In terms of economic data, ADP also released a report earlier Thursday showing that private sector employment in the United States increased by 271,000 in December, compared with 179,000 in the previous month. But at the same time, other important economic data did not perform well. The ISM manufacturing index in December was 54.1, down from 59.3% in the previous month, and failed to meet the economists'previous average expectation of 57%, deepening pessimistic market sentiment and prompting investors to buy gold in search of hedge, according to a report released by the American Supply Management Association (ISM).

On Friday, the U.S. Department of Labor will publish a market-focused non-farm employment report.
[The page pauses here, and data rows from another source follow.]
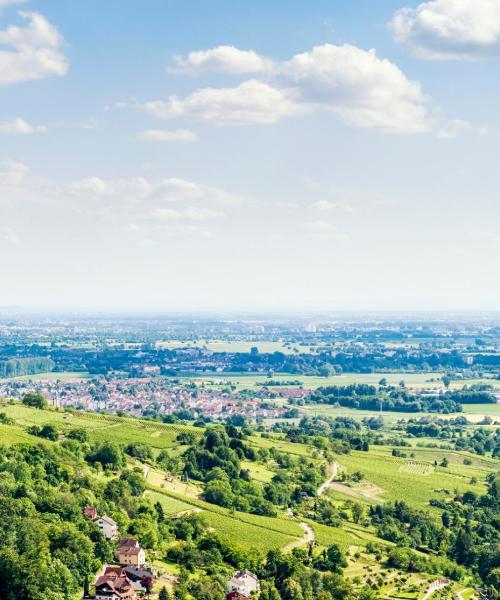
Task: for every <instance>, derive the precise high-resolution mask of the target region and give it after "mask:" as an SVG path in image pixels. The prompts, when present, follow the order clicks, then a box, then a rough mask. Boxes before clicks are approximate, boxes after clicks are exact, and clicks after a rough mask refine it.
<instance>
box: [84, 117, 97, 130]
mask: <svg viewBox="0 0 500 600" xmlns="http://www.w3.org/2000/svg"><path fill="white" fill-rule="evenodd" d="M80 127H81V128H82V129H88V130H91V131H93V130H95V129H98V128H99V121H98V120H97V119H94V118H90V119H87V120H85V121H81V123H80Z"/></svg>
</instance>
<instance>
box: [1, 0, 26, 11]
mask: <svg viewBox="0 0 500 600" xmlns="http://www.w3.org/2000/svg"><path fill="white" fill-rule="evenodd" d="M27 1H28V0H0V9H2V8H5V7H6V6H11V5H13V4H24V3H26V2H27Z"/></svg>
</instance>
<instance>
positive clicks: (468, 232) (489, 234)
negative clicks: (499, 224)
mask: <svg viewBox="0 0 500 600" xmlns="http://www.w3.org/2000/svg"><path fill="white" fill-rule="evenodd" d="M467 237H468V238H469V239H471V240H474V241H475V242H486V243H497V242H500V233H497V232H495V231H469V232H468V234H467Z"/></svg>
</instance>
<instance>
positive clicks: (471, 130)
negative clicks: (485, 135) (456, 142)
mask: <svg viewBox="0 0 500 600" xmlns="http://www.w3.org/2000/svg"><path fill="white" fill-rule="evenodd" d="M465 133H477V134H479V135H486V134H487V133H488V129H487V128H486V127H477V126H475V125H473V124H472V123H470V122H469V121H464V120H463V119H452V120H451V121H447V122H445V123H444V124H443V125H442V126H441V128H440V129H439V130H438V132H437V135H438V137H439V138H441V139H445V140H453V139H455V138H458V137H460V136H461V135H462V134H465Z"/></svg>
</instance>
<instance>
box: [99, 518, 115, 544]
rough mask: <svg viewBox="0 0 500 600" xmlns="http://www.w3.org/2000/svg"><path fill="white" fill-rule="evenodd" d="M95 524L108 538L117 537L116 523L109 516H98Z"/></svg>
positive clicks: (109, 538)
mask: <svg viewBox="0 0 500 600" xmlns="http://www.w3.org/2000/svg"><path fill="white" fill-rule="evenodd" d="M97 525H98V527H99V529H100V530H101V531H102V533H103V535H104V536H105V537H107V538H108V540H116V538H117V537H118V525H117V524H116V521H114V520H113V519H112V518H111V517H106V516H105V515H104V516H102V517H99V519H97Z"/></svg>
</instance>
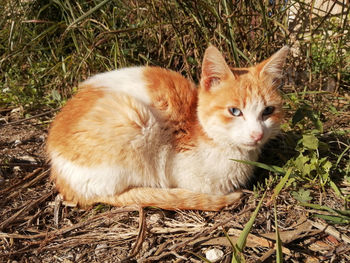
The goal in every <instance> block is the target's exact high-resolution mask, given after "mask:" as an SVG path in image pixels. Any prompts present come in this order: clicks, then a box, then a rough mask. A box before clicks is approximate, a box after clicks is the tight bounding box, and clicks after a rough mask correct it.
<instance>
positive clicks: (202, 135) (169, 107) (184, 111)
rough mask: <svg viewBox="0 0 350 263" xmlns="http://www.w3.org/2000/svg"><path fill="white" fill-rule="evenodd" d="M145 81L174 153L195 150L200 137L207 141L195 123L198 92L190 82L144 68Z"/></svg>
mask: <svg viewBox="0 0 350 263" xmlns="http://www.w3.org/2000/svg"><path fill="white" fill-rule="evenodd" d="M144 78H145V81H146V83H147V90H148V93H149V96H150V97H151V100H152V101H153V104H152V105H151V106H152V107H153V108H155V109H157V110H158V111H159V113H160V114H161V116H160V117H161V119H162V122H163V123H165V124H166V126H167V127H166V128H168V129H171V130H172V134H173V143H174V148H175V150H176V151H178V152H180V151H186V150H188V149H191V148H193V147H195V146H196V141H197V139H198V138H199V137H202V138H204V139H208V138H206V136H205V134H204V132H203V130H202V128H201V127H200V125H199V123H198V119H197V89H196V87H195V85H194V84H193V83H192V82H191V81H189V80H187V79H186V78H184V77H183V76H182V75H181V74H179V73H177V72H174V71H170V70H166V69H163V68H157V67H148V68H146V69H145V70H144ZM208 140H209V139H208Z"/></svg>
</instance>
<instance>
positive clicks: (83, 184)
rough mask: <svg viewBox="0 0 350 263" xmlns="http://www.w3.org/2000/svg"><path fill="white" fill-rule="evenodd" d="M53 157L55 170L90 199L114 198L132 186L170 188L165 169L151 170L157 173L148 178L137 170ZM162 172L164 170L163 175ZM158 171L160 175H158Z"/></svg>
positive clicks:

Economists expect that the number of new non-farm jobs will be 184,000 in December last year, while the unemployment rate will fall to 3.6%.

Among other metals traded on the New York Mercantile Exchange, copper futures for March delivery fell 2.1% to close at $2.568 a pound. Platinum futures for April delivery fell 0.6% to $799.30 an ounce. Palladium futures for March delivery rose 0.2% to $1,200.30 an ounce, the highest closing price since December 19 last year.

SPDR Gold Trust, the world's largest gold exchange fund, rose 0.7% in related exchange-traded funds (ETFs), and Van Eck Vectors Gold Miners ETF, an exchange-traded fund that tracks gold mining companies, rose 1.3%.